Indagando nelle vite di questi due artisti ho trovato, con sorpresa e sgomento, che entrambi , contadini di estrazione e di formazione, prendono in mano la matita per disegnare in seguito a eventi di sofferenza, di crolli e di macerie. Un’analogia con i recenti eventi della loro terra che non lascia certo indifferenti.
Le prime opere di Antonio Ruggero Giorgi, nato a Reggiolo nel 1887, appartengono al 1908. In quell’anno fu chiamato a svolgere il servizio militare a Messina, sconvolta e distrutta dal celebre terremoto, dove si prodigò per aiutare i sopravvissuti.
Continuando in seguito la sua produzione artistica, il Giorgi pose sempre attenzione verso soggetti di carattere sociale, rappresentati con uno stile incisivo, fatto di segni duri e taglienti. Le sue creazioni sono incentrate sulla figura umana, spesso emarginata, trasposta con la sensibilità di un attento e partecipe osservatore.
Giuseppe Giorgi fu apprezzato da Marinetti, ma non accettò mai l’invito ad aderire al futurismo. Chiamato alle armi nel primo conflitto mondiale, questa drammatica esperienza lo portò a produrre un drammatico diario pittorico, testimonianza e denuncia degli orrori della guerra.
Nel 1945 fondò, a San Benedetto Po, una scuola artigianale e di grafica, dove insegnò per alcuni anni. La maggior parte della sua opera è conservata Museo Civico Polironiano di San Benedetto Po, mentre il Museo Civico di Reggiolo e il Museo di Palazzo Te a Mantova hanno accolto altre importanti donazioni dell’artista.
Giuseppe Gorni, invece, nacque a Santa Lucia di Quistello nel 1894. Anche lui cominciò a disegnare in concomitanza con un evento tragico: un periodo di internamento nel corso della prima guerra mondiale. In quei mesi di prigionia, nella lontananza, nella solitudine e nel dolore si dedicò alla pittura e alla scultura.
Nei campi di concentramento conobbe anche il grande pittore Massimo Campigli, anch’egli internato, il quale fu di fatto il suo primo estimatore. Alla fine della guerra il Gorni riprese gli studi, da solo, e si diplomò nel 1922 all’Accademia di belle arti di Bologna, come privatista.
Ritornato a Quistello, vi fondò una scuola tecnica di cui fu all’inizio vicedirettore e insegnante di disegno; ma ne venne presto allontanato per motivi politici all’ascesa del fascismo.

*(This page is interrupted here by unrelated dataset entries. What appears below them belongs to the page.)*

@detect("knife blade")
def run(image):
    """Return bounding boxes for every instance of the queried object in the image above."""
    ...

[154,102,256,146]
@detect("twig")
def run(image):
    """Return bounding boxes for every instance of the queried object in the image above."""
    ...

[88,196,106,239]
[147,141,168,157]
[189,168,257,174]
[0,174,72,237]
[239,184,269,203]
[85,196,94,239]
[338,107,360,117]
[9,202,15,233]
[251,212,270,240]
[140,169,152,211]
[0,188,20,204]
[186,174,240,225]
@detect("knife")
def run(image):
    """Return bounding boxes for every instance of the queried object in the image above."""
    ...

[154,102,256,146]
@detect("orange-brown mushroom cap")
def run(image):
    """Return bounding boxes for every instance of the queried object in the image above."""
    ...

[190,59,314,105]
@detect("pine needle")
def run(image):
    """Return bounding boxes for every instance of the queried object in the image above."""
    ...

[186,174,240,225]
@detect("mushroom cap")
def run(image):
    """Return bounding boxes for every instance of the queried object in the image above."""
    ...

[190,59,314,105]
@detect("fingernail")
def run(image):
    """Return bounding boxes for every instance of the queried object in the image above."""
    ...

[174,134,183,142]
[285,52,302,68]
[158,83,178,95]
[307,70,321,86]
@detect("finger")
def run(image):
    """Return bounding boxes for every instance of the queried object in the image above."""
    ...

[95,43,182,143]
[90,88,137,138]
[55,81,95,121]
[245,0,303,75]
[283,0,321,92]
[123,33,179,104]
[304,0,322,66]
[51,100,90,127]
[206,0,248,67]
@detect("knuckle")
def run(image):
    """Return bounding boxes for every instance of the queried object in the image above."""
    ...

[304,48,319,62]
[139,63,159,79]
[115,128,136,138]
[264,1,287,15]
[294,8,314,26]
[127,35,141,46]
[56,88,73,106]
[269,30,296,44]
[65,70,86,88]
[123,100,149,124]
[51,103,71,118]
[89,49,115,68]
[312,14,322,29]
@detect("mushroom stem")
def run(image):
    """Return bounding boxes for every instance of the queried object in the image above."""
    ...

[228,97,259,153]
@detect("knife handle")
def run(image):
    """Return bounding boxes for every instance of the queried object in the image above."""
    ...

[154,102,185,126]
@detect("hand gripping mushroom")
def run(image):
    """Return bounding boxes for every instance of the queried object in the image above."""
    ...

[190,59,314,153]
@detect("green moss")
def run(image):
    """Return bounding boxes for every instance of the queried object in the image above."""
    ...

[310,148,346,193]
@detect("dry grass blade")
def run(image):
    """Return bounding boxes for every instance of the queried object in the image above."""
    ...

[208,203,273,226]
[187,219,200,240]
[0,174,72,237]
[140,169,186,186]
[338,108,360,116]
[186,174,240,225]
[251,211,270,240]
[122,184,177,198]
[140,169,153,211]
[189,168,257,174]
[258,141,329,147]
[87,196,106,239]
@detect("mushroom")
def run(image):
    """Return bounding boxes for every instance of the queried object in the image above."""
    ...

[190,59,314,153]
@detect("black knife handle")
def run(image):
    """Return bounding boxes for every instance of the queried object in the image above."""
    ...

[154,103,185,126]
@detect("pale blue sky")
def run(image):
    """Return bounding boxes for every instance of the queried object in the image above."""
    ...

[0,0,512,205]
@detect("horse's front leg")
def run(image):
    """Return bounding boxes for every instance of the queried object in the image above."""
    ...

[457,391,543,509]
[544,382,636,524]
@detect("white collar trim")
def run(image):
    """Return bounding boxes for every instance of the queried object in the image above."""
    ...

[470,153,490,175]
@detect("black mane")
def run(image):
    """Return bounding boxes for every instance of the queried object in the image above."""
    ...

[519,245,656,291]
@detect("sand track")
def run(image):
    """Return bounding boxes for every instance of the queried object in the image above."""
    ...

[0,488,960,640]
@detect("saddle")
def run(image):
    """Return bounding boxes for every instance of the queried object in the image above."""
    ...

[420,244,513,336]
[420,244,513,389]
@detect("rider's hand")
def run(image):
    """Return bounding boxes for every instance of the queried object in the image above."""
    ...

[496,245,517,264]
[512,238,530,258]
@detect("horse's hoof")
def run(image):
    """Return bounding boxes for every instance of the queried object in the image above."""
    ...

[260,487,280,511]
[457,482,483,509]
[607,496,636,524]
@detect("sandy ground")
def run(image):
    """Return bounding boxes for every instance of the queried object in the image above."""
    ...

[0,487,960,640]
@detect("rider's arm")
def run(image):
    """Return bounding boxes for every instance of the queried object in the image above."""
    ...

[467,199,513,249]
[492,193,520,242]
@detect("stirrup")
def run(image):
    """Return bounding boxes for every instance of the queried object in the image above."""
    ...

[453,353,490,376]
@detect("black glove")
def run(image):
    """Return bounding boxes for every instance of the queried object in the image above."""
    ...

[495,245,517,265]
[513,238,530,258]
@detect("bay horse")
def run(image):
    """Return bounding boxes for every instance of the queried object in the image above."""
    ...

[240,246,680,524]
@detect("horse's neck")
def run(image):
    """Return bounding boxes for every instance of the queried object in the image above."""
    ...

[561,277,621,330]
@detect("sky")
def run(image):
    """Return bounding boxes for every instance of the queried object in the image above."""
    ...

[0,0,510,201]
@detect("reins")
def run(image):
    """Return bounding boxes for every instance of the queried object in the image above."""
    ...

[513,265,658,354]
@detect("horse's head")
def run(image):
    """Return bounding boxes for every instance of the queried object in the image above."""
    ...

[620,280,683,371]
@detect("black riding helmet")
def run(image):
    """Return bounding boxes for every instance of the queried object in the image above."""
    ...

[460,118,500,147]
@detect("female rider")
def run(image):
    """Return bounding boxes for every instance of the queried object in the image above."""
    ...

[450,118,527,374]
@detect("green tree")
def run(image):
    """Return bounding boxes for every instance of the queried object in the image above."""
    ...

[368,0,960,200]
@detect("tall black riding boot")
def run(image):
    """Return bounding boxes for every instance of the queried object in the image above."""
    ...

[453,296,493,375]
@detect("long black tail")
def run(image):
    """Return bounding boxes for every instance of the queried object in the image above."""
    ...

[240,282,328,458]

Dopo essersi rifugiato per qualche tempo a Parigi, l’incomprensione generata dalle sue opere e la sua avversione al fascismo lo spinsero a rinchiudersi nel silenzio della propria terra di Quistello, per dedicarsi allo studio dal vero, realizzando numerosissimi disegni e incisioni.
Allo scoppio della seconda guerra mondiale fu richiamato alle armi. Il Gorni fu nel fronte francese, in quello iugoslavo e pure in quello russo. E, ancora una volta, la terribile esperienza della guerra lo indusse a riprendere in mano con nuovi occhi la matita e a non desistere.